When the screen gets filled with flying debris, my FPS would dive from 80 down to 30, which is a wild ride but incredibly frustrating. The AK500's default fan profile just can't handle sustained loads like this, with temps hitting 88°C - 92°C and triggering heavy clock fluctuations. I tried 'Power Saver' mode in BIOS, but while it saved 4°C, the physics simulations slowed down to a crawl—totally unacceptable. I went into the motherboard control center, set the fans to hit 100% at 65°C, and swapped to a high-performance thermal paste. AIDA64 confirmed peak temps dropped from 92°C to 68°C - 74°C, and the frame drops vanished. I did have an issue where the fans kept ramping up and down rapidly between 60°C - 65°C, so I added a 5-degree hysteresis window to stop the noise. Fans now sit at 1500 RPM, and frame times are rock steady at 5.1ms - 6.4ms. Last updated onApril 12, 2026 2:02 PM.
Is thread priority the issue when my Onda 9D4-DVH stutters in crowded GTA V RP city fights?
AI FiltersJoining an RP server with a hundred players is a blast, but the sudden frame drops were absolutely killing the vibe. The default scheduling on the Onda 9D4-DVH was struggling with concurrent network requests and physics, with response times swinging wildly between 20-40ms, causing the main game thread to jump between cores constantly. I tried enabling 'Game Mode' in Windows, but that did nothing but hide some notifications—totally useless. I eventually used a process Lasso-style tool to force the game onto the performance cores and locked the minimum processor state to 100% in the power plan. In Task Manager, the core load stopped jumping around and flattened out, and the stutters vanished. The only downside was that my background apps lagged for a second until I assigned them to the efficiency cores. CPU temps are stable at 68-74℃ with fans at 1500-1700 RPM. Profiling tools show the scheduling latency is gone, and memory stays at 58-63℃. Last updated onMay 6, 2026 11:54 AM.
Right when a massive boss charges at the screen, my frames would plummet from 110 to 40, which is a total mood killer. The Fanxiang S910PRO 2TB has insane PCIe 5.0 speeds, but it runs hot—hitting 82-88℃ under load, which triggers the thermal throttle and halves the bandwidth. I tried a BIOS power-saving tweak, but while it dropped the temp by 5 degrees, the load times became unbearable. I ended up replacing the stock thermal pads with high-performance ones and disabled PCIe Link State Power Management. HWInfo showed the peak temp drop from 85℃ to 62-68℃, and the frame drops vanished. I actually had a bit of a struggle with the first pad installation—it wasn't sitting flat, and temps actually went up by 2 degrees until I tightened the screws properly. Now, sequential reads are locked at 10000MB/s. The read/write mode switch is finally confirmed in the performance panel, but this drive requires a beefy cooler to stay stable. Last updated onApril 24, 2026 8:45 AM.

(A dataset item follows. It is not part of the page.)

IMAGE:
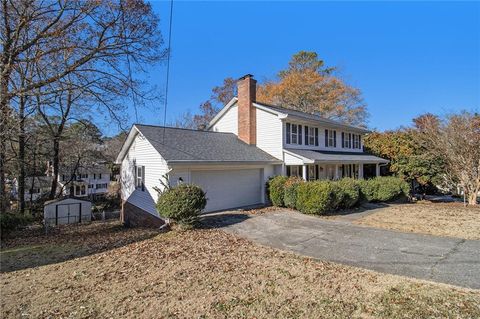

Hitting a clean headshot is an amazing rush, but having the game stutter immediately after just kills the mood. The VRAM controller on the Vastarmor Radeon RX 9070 XT Super Alloy Pro was struggling with high-frequency small file reads, with response times swinging between 15-30ms. I tried enabling Windows Game Mode, but that did absolutely nothing except clean up the UI—a total waste of effort. I ended up manually setting the virtual memory to a fixed range of 32GB-64GB and locked the VRAM frequency at 2400MHz. In Task Manager, the VRAM peak stabilized at 6.5-7.2GB, and the overflow-induced stutters stopped. My boot time actually slowed down by about 5 seconds after fixing the page file, but I fixed that by cleaning up my startup apps. Temps are steady at 62-68℃ with fans at 1300-1500 RPM. The internal profiler shows the scheduling lag is gone. Last updated onMay 3, 2026 8:30 AM.
Right in the middle of a sandstorm fight, my FPS would suddenly tank from 80 down to 40, which is an absolute rollercoaster of frustration. It turns out the default profiles for the Asgard Thor DDR5 6400 have some compatibility quirks with certain boards, causing the memory controller to jump wildly between 5600MHz - 6400MHz. I tried lowering the in-game settings, but while the FPS went up, the game looked terrible, and that was a compromise I wasn't willing to make. I went into the BIOS, locked the frequency at a steady 6000MHz, and bumped the voltage from 1.35V to 1.38V for absolute stability. Monitoring with RTSS, the frame times tightened from 18-38ms to a smooth 12-16ms, and the drops disappeared. Interestingly, locking it at 6000MHz actually cost me about 2 FPS at first, until I fine-tuned the secondary timings to get the performance back. Memory temps stayed stable between 52-58℃. I verified the frequency lock in the driver panel, and temps held at 52-58℃. Last updated onApril 25, 2026 4:05 PM.